The market value method uses comparable facts to assess a company’s worth.

This method searches similar companies based on their size, financial statistics, and growth parameters. Then, required adjustments are made, and the sale value is used to determine the underlying company’s worth.

However, finding similar companies in all the required aspects is not easy.

Not all these methods are suitable for all companies. Thus, business valuers understand the stage of the underlying company and its needs and then decide which method will be best suited.

How Non-Financial Factors Play a Role in Business Valuation?

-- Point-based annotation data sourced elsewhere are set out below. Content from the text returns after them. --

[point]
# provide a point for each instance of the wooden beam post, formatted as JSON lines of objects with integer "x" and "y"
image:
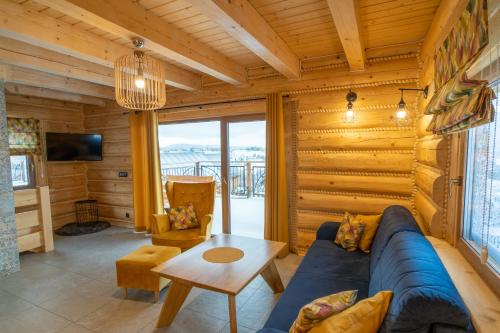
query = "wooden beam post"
{"x": 13, "y": 52}
{"x": 39, "y": 79}
{"x": 20, "y": 89}
{"x": 346, "y": 17}
{"x": 128, "y": 19}
{"x": 41, "y": 30}
{"x": 246, "y": 25}
{"x": 448, "y": 12}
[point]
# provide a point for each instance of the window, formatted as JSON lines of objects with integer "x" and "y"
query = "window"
{"x": 22, "y": 171}
{"x": 481, "y": 225}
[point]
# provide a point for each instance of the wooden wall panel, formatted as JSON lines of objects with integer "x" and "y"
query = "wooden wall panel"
{"x": 432, "y": 153}
{"x": 343, "y": 202}
{"x": 352, "y": 182}
{"x": 349, "y": 140}
{"x": 361, "y": 166}
{"x": 373, "y": 161}
{"x": 431, "y": 182}
{"x": 67, "y": 180}
{"x": 114, "y": 194}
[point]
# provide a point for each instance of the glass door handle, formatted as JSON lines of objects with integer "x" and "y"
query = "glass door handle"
{"x": 454, "y": 181}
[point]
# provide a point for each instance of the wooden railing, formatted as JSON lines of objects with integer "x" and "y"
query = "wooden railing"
{"x": 33, "y": 220}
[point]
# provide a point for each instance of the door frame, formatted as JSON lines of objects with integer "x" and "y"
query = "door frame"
{"x": 224, "y": 122}
{"x": 456, "y": 206}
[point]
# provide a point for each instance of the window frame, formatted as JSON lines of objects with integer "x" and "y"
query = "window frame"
{"x": 31, "y": 173}
{"x": 456, "y": 211}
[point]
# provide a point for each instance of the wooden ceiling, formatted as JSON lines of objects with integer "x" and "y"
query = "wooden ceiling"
{"x": 288, "y": 32}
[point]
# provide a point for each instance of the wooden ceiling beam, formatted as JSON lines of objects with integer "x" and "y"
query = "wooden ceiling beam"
{"x": 29, "y": 77}
{"x": 20, "y": 89}
{"x": 448, "y": 12}
{"x": 127, "y": 19}
{"x": 346, "y": 17}
{"x": 246, "y": 25}
{"x": 13, "y": 52}
{"x": 20, "y": 23}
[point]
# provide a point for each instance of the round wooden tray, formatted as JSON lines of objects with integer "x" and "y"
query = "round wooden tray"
{"x": 223, "y": 255}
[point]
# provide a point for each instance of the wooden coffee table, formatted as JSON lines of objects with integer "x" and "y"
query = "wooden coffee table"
{"x": 190, "y": 269}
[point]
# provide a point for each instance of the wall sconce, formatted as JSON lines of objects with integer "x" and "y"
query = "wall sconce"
{"x": 402, "y": 111}
{"x": 350, "y": 114}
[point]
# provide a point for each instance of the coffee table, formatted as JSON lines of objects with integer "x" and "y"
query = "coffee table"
{"x": 190, "y": 269}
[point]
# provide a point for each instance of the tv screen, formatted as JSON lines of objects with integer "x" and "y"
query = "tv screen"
{"x": 73, "y": 147}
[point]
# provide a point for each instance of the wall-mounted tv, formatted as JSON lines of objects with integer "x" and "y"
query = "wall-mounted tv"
{"x": 73, "y": 147}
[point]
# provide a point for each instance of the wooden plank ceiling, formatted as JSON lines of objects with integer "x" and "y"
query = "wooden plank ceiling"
{"x": 306, "y": 28}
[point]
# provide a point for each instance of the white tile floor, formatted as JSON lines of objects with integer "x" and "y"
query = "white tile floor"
{"x": 73, "y": 290}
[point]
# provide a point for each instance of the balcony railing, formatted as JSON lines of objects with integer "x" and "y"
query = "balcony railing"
{"x": 246, "y": 178}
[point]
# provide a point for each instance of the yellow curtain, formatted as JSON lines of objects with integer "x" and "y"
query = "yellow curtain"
{"x": 276, "y": 207}
{"x": 148, "y": 196}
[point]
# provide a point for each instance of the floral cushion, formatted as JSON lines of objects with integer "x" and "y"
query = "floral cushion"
{"x": 313, "y": 313}
{"x": 371, "y": 225}
{"x": 183, "y": 217}
{"x": 350, "y": 232}
{"x": 366, "y": 316}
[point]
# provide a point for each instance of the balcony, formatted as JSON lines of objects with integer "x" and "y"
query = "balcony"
{"x": 247, "y": 189}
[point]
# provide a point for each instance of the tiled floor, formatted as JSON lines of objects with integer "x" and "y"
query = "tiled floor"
{"x": 73, "y": 290}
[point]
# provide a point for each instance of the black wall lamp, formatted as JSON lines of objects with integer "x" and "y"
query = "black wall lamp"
{"x": 402, "y": 112}
{"x": 350, "y": 115}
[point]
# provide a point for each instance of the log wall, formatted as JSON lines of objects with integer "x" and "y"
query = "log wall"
{"x": 360, "y": 167}
{"x": 431, "y": 176}
{"x": 113, "y": 193}
{"x": 67, "y": 180}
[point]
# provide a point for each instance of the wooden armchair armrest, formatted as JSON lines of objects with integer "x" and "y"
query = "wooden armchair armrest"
{"x": 206, "y": 226}
{"x": 161, "y": 224}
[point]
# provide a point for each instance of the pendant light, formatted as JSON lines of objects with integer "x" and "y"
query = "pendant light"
{"x": 402, "y": 111}
{"x": 350, "y": 114}
{"x": 139, "y": 80}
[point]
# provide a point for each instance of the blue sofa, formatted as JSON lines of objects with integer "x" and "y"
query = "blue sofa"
{"x": 401, "y": 260}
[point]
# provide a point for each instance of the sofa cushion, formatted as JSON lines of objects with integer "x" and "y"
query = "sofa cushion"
{"x": 424, "y": 294}
{"x": 326, "y": 269}
{"x": 394, "y": 220}
{"x": 328, "y": 231}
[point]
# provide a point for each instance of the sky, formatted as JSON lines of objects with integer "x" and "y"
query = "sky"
{"x": 208, "y": 133}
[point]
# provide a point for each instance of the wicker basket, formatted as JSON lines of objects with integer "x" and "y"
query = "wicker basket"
{"x": 86, "y": 211}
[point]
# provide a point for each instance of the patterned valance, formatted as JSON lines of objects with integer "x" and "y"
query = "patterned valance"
{"x": 460, "y": 103}
{"x": 24, "y": 136}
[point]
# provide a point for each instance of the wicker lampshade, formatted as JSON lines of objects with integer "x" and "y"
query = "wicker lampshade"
{"x": 139, "y": 81}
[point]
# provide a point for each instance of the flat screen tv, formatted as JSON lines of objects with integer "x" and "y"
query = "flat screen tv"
{"x": 73, "y": 147}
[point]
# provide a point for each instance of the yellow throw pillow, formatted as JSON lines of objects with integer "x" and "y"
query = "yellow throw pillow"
{"x": 366, "y": 316}
{"x": 311, "y": 314}
{"x": 349, "y": 233}
{"x": 371, "y": 223}
{"x": 183, "y": 217}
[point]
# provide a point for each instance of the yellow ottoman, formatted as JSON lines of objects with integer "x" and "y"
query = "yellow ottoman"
{"x": 134, "y": 270}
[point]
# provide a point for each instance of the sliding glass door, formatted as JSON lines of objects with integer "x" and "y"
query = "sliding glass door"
{"x": 192, "y": 149}
{"x": 232, "y": 151}
{"x": 247, "y": 175}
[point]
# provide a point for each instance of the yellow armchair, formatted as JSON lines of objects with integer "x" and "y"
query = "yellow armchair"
{"x": 202, "y": 196}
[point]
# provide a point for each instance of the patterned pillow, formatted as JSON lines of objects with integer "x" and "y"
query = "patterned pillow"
{"x": 183, "y": 217}
{"x": 349, "y": 233}
{"x": 313, "y": 313}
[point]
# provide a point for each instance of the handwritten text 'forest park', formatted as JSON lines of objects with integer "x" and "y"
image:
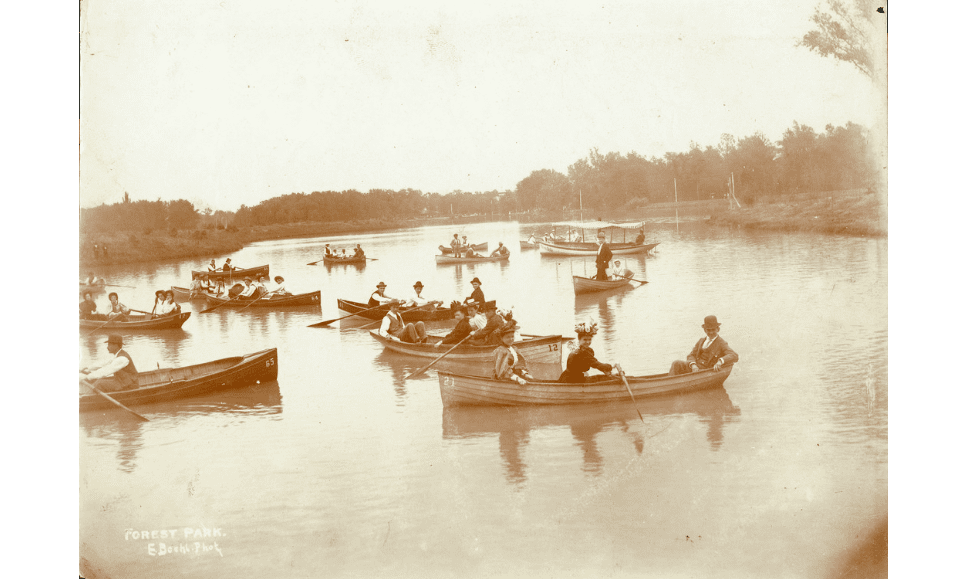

The methods discussed above are used for the financial valuation of the company. But non-financial factors also play a crucial role in business valuation.

It is crucial in the case of startups that there must be a market for the new product or service. Sometimes, the product is too young for the market, and the demography of the market is not ready for it. Sometimes, competitors are rising in the market, making it less appealing and hindering the expected growth. Therefore, business valuers also need to conduct a comprehensive market analysis to predict future growth.

If the company desiring investment is an existing company, its reputation and records are also examined to ascertain whether investors can risk their money. A company’s shareholders’ trust and loyalty help maintain its share prices in the market, and this trust reflects in the form of the increasing share price.

A crucial non-financial factor is hiring a professional for business valuation in Orange County. The more experienced and knowledgeable a business valuer, the more reliable his business valuation report is. Be it investors or businesses, consideration must be given to hiring a professional business valuer.

Conclusion

Investors invest their hard-earned money in businesses; thus, they need to ascertain the true value of a business and whether it is a profitable move to invest in it. Business valuation is the inevitable process that helps them find so.

Hiring a business valuer is the first step toward a future investment plan. Next, you must consult a business valuer for business valuation in Orange County.